With his age, ineffectiveness and that gaudy salary, Rhodes cleared waivers. But he didn't forget how to be lefthanded. So when he cleared, his phone started ringing.
One call came from the Phillies, Rhodes' fifth major league stop back in 2006. They needed a situational lefty. They were a lock to provide additional revenue opportunity via a playoff share.
"It was close with Philly," Rhodes said. "But they wanted to send me down to Clearwater and get some work in. I had enough work in for 4 months. Why should I go down to Clearwater and wait and if I don't get called up, I'd be at home?"
Boston called, too. Another playoff lock. St. Louis called. The Cardinals were the opposite of a lock. They were $113,000 for 2 more months of work. "But," Rhodes said, "they said, 'We want you.' "
The rest, in Arthur's own words, is, "The craziest thing that's happened to me in [20] years." Rhodes signed with St. Louis, helped stabilize a bullpen that had sabotaged the Cardinals for much of the season. With a fresh start, and the narrower role that situational lefties have in the National League, Rhodes regained much of the effectiveness that had made him an All-Star with Cincinnati just the year before, and had lured Texas into signing him for that big deal in the offseason.

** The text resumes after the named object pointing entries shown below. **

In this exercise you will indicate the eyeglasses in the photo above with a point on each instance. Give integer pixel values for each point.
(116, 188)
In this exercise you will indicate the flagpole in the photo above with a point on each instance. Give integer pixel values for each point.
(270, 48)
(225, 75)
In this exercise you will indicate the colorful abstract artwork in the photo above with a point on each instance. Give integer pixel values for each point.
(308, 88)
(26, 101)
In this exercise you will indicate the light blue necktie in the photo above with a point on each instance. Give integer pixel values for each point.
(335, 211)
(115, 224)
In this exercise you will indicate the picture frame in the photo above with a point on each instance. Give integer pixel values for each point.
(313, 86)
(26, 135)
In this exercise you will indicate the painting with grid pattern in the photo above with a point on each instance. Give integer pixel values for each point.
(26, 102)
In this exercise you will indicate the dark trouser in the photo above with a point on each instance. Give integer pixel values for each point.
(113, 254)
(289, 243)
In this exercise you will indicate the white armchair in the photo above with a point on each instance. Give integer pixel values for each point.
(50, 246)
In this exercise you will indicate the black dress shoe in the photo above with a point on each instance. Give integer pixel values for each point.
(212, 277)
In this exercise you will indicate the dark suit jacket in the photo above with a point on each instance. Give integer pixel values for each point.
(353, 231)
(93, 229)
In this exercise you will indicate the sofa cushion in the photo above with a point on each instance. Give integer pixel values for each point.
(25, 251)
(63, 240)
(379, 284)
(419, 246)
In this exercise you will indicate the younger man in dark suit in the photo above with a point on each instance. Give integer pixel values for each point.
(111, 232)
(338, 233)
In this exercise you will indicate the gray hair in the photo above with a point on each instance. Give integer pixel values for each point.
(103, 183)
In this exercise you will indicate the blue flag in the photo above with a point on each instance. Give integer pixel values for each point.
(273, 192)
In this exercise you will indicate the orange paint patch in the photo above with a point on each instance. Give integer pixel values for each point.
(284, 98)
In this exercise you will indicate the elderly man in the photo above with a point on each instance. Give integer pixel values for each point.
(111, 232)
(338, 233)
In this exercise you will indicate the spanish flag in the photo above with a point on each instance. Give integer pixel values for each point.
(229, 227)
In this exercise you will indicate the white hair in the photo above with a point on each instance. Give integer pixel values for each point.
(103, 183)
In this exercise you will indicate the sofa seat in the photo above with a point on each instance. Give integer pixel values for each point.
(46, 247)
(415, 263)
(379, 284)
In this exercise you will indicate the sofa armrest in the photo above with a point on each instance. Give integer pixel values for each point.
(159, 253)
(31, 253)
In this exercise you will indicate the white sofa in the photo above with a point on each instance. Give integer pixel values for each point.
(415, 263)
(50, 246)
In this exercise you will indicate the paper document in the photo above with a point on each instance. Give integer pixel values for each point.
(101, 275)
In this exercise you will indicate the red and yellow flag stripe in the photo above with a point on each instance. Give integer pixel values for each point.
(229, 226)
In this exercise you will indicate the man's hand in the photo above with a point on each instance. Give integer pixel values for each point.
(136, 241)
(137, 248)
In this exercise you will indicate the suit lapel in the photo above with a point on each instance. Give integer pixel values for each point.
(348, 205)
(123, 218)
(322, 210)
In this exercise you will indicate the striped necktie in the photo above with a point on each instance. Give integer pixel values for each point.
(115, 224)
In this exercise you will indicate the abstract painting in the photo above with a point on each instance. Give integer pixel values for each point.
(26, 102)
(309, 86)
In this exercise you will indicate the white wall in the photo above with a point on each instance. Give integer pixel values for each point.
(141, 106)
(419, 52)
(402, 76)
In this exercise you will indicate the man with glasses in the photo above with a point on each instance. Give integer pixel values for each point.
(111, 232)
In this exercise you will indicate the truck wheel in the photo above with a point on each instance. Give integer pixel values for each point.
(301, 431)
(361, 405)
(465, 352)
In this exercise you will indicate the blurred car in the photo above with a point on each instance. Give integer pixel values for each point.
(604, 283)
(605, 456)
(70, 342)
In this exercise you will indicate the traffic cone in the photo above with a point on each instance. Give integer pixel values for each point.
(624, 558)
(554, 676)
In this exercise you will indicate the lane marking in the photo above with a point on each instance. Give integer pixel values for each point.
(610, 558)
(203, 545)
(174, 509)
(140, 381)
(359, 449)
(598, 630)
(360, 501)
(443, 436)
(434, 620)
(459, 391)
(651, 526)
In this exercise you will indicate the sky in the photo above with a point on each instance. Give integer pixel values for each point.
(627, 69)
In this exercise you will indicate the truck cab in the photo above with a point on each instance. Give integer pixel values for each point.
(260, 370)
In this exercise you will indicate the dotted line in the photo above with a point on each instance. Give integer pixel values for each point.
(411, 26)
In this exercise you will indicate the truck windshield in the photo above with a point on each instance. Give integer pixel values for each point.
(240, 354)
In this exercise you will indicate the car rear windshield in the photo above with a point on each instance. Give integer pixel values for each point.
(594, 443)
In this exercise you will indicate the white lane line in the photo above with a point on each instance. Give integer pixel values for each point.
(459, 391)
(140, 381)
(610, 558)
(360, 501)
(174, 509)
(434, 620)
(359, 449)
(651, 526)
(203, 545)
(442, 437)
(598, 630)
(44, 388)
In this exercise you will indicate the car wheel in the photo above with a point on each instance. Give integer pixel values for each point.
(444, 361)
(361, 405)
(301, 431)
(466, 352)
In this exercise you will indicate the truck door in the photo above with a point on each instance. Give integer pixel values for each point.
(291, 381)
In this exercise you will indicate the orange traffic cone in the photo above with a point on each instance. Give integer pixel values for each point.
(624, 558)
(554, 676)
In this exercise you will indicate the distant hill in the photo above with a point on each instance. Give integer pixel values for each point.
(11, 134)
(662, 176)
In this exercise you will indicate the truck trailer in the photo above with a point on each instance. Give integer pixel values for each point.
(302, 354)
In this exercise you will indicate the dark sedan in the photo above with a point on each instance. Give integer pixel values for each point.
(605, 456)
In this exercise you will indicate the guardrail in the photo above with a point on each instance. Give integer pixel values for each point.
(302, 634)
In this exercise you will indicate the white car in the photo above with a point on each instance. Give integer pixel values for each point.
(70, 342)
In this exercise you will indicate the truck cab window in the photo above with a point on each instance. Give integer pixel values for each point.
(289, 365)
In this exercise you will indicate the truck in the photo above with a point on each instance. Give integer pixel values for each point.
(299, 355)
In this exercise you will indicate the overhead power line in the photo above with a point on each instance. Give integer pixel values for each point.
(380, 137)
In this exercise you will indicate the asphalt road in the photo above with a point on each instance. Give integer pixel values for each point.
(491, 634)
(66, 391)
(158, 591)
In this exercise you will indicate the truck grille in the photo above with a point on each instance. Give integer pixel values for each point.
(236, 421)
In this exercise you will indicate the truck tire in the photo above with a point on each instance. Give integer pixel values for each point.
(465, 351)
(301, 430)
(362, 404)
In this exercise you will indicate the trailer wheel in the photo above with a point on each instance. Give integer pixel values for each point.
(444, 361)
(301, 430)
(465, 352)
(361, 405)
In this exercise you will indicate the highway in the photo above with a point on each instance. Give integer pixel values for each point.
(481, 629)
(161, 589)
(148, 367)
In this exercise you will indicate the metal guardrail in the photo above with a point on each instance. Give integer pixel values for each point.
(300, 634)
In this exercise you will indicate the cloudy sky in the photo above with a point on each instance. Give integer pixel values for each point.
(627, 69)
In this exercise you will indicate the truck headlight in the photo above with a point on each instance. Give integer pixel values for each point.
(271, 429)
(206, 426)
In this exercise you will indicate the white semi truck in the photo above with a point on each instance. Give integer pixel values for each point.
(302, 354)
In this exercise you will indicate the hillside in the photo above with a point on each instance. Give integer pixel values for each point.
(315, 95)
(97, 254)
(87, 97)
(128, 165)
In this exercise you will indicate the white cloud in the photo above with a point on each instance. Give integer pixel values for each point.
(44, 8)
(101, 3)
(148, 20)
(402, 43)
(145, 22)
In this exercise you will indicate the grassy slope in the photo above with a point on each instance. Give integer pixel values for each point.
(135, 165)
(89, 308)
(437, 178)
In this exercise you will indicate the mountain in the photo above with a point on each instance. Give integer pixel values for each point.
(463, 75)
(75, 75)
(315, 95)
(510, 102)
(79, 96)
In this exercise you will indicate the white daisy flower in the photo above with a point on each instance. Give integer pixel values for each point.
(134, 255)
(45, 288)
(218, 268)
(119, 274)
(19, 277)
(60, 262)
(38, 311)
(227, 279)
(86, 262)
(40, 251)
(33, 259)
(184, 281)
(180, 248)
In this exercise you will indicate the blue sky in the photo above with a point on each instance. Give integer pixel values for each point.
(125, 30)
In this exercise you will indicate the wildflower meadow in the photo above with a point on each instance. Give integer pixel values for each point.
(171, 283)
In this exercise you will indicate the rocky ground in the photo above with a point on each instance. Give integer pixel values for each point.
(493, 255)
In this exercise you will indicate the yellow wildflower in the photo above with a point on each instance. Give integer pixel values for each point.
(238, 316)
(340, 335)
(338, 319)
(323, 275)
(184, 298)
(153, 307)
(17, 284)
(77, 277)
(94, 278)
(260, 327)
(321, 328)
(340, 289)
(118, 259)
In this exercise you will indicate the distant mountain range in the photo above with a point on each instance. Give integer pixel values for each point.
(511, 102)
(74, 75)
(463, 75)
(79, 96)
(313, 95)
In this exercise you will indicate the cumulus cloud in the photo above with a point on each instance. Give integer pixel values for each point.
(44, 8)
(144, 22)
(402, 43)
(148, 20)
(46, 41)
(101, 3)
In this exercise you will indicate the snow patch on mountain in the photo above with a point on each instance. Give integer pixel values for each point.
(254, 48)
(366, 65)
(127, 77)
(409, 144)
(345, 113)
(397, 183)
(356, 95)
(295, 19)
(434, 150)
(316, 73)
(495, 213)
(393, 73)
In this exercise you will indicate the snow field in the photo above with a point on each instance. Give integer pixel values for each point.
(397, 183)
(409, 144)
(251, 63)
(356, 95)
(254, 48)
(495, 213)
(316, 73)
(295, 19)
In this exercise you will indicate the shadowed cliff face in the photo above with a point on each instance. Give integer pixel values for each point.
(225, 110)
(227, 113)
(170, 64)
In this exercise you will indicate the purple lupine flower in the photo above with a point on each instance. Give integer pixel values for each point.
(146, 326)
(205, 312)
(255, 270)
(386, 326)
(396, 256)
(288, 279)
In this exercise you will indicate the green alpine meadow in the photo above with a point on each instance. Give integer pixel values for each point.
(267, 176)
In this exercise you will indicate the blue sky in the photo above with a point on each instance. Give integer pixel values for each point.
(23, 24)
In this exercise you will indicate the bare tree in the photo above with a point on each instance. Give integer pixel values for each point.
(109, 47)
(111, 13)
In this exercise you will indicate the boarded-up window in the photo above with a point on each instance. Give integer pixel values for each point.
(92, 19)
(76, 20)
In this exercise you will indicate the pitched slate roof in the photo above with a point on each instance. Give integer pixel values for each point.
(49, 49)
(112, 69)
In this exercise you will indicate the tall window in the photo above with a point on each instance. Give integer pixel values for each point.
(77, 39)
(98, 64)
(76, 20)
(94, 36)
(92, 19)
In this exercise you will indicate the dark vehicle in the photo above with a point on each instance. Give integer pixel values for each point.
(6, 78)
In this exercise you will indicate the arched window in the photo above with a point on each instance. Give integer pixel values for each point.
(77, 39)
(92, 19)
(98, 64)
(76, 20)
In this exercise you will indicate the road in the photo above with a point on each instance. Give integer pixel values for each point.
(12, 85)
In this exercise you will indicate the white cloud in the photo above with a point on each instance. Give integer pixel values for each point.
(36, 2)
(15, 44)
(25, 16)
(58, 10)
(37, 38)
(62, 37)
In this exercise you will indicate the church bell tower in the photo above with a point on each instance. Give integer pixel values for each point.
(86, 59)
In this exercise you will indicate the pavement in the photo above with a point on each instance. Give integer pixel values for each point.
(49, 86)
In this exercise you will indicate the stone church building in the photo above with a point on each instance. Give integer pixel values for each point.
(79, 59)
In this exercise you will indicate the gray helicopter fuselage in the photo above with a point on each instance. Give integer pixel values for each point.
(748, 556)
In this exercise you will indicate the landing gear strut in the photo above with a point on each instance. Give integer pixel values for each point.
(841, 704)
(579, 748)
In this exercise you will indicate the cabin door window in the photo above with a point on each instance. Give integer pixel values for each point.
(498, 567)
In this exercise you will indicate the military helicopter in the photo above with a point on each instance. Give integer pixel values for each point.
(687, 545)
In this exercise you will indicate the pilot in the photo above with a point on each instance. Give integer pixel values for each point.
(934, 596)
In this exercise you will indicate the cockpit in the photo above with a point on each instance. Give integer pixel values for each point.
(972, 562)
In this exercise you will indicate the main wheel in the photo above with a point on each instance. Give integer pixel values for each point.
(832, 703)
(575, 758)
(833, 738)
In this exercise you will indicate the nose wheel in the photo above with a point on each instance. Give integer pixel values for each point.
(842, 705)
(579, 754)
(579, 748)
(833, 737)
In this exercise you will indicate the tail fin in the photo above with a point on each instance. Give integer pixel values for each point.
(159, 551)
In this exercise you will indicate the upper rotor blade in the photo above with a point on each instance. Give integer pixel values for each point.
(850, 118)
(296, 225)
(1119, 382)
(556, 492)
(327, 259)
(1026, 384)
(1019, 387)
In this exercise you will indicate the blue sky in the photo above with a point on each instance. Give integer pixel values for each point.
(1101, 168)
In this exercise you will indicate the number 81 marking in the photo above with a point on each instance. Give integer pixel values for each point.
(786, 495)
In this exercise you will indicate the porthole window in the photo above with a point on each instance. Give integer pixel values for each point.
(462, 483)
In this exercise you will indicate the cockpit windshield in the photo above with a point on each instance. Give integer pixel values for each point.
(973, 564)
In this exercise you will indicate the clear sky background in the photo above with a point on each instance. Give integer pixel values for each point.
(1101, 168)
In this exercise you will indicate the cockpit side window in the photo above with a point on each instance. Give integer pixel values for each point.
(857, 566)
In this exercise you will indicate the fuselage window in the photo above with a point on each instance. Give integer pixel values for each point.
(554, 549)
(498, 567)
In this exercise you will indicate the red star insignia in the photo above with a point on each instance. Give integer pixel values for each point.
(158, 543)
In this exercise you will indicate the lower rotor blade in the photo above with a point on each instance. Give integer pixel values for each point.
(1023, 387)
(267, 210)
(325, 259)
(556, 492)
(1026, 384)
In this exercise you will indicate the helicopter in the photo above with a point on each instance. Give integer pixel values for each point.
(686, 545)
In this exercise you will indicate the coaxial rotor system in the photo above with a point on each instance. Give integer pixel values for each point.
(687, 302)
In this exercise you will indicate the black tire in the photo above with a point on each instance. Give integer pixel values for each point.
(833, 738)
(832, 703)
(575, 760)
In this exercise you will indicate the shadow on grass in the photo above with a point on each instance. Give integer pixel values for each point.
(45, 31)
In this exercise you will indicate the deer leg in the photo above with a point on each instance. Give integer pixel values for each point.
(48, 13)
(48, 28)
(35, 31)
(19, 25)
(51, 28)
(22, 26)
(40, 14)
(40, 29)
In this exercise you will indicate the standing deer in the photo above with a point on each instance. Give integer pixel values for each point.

In 19 regular-season appearances after the Cardinals signed him on Aug. 12, Rhodes was scored on in just four of them. Then came the postseason, the first leg of the craziness. After Ryan Howard launched a three-run homer off Kyle Lohse in Game 1 of the National League Division Series, Rhodes was assigned the task of shutting down the Phillies' slugger. He did, starting with an eighth-inning strikeout in the Cardinals' 5-4, Game 2 victory.